Variability of disease spectrum in children with liver phosphorylase kinase deficiency caused by mutations in the PHKG2 gene

•We report the clinical and laboratory features for 5 patients with PHKG2 mutations.•A literature review of reported patients with PHKG2 mutations is presented.•We identified five novel and two previously reported mutations in the PHKG2 gene.•There is variable clinical severity of symptoms associated with PHKG2 mutations

Liver phosphorylase b kinase (PhK) deficiency (glycogen storage disease type IX), one of the most common causes of glycogen storage disease, is caused by mutations in the PHKA2, PHKB, and PHKG2 genes. Presenting symptoms include hepatomegaly, ketotic hypoglycemia, and growth delay. Clinical severity varies widely.
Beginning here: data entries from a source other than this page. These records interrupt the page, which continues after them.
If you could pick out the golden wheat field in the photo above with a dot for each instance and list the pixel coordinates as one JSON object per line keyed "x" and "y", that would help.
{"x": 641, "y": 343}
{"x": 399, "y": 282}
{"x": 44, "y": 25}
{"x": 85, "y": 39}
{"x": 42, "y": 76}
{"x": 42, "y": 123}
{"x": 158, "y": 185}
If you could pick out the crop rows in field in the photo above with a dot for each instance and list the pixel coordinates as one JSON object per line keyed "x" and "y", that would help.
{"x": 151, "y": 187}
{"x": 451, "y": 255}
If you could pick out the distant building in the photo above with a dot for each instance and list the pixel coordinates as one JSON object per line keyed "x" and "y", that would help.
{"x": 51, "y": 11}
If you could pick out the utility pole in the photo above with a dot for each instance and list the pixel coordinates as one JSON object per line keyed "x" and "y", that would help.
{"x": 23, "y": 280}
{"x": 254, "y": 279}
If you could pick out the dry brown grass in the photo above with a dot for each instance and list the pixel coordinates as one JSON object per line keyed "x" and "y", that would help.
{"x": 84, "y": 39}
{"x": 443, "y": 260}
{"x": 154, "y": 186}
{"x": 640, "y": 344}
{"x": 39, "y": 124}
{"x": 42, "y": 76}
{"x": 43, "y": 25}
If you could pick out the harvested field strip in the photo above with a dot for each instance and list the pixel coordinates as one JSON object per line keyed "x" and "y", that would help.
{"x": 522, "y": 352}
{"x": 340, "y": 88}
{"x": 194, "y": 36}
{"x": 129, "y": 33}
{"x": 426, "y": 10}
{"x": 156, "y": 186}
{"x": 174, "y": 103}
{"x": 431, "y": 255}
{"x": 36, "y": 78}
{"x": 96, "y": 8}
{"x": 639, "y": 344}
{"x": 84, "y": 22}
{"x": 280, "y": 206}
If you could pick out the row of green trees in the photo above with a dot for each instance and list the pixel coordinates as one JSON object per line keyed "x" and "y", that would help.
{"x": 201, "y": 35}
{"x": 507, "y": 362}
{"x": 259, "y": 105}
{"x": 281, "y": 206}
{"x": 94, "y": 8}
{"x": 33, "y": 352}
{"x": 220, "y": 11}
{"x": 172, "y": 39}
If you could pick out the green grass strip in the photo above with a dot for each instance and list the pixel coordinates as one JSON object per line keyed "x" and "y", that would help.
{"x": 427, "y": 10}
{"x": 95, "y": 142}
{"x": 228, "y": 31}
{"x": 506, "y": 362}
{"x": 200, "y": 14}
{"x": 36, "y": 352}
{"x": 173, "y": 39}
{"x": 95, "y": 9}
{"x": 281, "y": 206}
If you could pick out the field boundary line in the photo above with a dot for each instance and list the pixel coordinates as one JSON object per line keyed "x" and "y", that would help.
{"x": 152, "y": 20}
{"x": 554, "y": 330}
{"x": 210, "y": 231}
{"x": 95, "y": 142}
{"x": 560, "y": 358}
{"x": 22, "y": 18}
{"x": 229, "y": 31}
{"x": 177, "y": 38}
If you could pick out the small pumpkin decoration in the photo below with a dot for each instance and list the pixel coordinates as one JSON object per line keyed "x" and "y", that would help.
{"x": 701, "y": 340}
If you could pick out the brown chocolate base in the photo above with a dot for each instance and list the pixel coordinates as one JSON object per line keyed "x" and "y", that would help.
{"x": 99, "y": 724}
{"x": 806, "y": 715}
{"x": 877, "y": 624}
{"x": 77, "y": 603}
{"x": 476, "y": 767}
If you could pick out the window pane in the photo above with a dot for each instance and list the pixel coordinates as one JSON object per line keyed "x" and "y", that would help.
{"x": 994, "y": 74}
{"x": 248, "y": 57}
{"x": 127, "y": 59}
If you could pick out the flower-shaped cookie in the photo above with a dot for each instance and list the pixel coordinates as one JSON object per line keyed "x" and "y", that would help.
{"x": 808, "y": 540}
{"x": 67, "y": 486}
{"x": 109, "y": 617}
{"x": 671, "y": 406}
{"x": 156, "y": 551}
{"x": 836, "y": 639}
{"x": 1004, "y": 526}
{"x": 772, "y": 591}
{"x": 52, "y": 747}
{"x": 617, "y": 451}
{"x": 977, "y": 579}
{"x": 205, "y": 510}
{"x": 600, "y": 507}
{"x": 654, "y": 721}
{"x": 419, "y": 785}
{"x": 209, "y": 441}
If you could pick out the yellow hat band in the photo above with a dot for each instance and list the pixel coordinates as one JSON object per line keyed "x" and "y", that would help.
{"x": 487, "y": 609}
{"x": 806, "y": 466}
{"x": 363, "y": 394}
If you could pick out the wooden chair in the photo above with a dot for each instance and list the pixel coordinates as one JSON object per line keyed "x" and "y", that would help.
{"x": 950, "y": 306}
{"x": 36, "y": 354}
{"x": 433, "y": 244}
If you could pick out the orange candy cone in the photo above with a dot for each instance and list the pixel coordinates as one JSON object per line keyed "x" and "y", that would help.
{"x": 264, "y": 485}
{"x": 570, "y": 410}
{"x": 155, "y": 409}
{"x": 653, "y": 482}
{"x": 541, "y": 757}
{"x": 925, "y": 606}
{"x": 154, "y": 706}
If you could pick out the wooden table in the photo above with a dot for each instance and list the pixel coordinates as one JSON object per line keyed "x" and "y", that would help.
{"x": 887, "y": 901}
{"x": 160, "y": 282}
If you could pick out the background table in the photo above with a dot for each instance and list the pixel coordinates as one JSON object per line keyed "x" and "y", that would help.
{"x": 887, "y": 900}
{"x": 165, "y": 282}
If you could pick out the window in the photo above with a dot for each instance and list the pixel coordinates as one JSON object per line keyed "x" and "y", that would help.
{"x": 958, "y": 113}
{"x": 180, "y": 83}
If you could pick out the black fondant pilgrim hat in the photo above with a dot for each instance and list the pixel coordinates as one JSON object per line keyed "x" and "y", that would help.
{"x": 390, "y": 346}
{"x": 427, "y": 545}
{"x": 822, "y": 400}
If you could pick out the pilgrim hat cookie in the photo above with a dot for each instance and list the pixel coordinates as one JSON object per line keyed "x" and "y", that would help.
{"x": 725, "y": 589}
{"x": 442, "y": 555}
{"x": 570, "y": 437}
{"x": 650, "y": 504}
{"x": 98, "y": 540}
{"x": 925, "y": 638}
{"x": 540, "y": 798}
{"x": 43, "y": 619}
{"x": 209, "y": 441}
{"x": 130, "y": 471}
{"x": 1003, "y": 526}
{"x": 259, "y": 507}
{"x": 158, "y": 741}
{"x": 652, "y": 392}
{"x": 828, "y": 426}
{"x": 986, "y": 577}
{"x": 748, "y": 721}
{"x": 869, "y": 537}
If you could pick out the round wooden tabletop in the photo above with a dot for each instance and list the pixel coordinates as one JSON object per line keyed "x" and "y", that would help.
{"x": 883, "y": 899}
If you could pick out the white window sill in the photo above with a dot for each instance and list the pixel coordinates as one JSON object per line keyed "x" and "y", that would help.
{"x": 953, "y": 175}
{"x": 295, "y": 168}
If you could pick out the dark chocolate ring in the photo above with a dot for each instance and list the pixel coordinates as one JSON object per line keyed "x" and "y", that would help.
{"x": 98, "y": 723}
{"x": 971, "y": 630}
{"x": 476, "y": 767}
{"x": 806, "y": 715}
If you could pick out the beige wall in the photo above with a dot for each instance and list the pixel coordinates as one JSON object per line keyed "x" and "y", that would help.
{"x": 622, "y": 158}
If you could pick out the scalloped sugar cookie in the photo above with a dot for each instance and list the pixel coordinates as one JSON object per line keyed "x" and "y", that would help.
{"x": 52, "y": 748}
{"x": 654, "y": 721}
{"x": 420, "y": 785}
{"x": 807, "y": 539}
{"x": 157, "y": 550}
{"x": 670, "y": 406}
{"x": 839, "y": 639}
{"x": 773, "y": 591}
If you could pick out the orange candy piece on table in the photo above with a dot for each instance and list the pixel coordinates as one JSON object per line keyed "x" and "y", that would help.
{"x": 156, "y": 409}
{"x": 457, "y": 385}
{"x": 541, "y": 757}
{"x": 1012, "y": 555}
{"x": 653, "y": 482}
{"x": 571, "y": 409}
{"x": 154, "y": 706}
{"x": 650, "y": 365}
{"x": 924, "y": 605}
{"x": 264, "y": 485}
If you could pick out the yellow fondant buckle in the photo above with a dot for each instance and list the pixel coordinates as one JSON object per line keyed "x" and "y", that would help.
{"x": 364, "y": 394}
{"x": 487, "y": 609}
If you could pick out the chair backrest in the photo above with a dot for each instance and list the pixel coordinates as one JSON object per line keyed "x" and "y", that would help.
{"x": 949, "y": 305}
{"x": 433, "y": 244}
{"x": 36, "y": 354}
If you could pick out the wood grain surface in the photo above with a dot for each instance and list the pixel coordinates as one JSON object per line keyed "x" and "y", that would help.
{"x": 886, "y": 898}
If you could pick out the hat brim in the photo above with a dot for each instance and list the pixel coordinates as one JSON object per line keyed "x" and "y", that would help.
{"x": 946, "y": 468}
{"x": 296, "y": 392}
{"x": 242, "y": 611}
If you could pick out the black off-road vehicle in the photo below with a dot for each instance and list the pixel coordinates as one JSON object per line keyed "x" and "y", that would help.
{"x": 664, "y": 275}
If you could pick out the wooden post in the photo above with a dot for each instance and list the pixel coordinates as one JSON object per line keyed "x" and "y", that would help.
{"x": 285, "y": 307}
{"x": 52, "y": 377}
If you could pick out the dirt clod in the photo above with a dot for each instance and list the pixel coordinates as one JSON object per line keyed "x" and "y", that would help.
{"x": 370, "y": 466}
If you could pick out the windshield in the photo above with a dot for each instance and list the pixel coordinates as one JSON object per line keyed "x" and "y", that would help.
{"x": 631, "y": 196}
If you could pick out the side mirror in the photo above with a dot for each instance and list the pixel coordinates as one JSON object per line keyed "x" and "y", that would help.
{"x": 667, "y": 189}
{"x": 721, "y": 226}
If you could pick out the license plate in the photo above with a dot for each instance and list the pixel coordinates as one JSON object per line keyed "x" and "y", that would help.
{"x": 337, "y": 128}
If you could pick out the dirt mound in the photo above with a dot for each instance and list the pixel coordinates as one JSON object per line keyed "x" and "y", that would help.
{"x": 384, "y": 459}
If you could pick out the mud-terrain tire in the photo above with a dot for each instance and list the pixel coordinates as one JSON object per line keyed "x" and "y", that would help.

Autosomal recessive mutations in the PHKG2 gene, which cause about 10–15% of cases, have been associated with severe symptoms including increased risk of liver cirrhosis in childhood. We have summarized the molecular, biochemical, and clinical findings in five patients, age 5–16 years, diagnosed with liver PhK deficiency caused by PHKG2 gene mutations. We have identified five novel and two previously reported mutations in the PHKG2 gene in these five patients. Clinical severity was variable among these patients. Histopathological studies were performed for four of the patients on liver biopsy samples, all of which showed signs of fibrosis but not cirrhosis. One of the patients (aged 9 years) developed a liver adenoma which later resolved. All patients are currently doing well. Their clinical symptoms have improved with age and treatment. These cases add to the current knowledge of clinical variability in patients with PHKG2 mutations. Long term studies, involving follow-up of these patients into adulthood, are needed.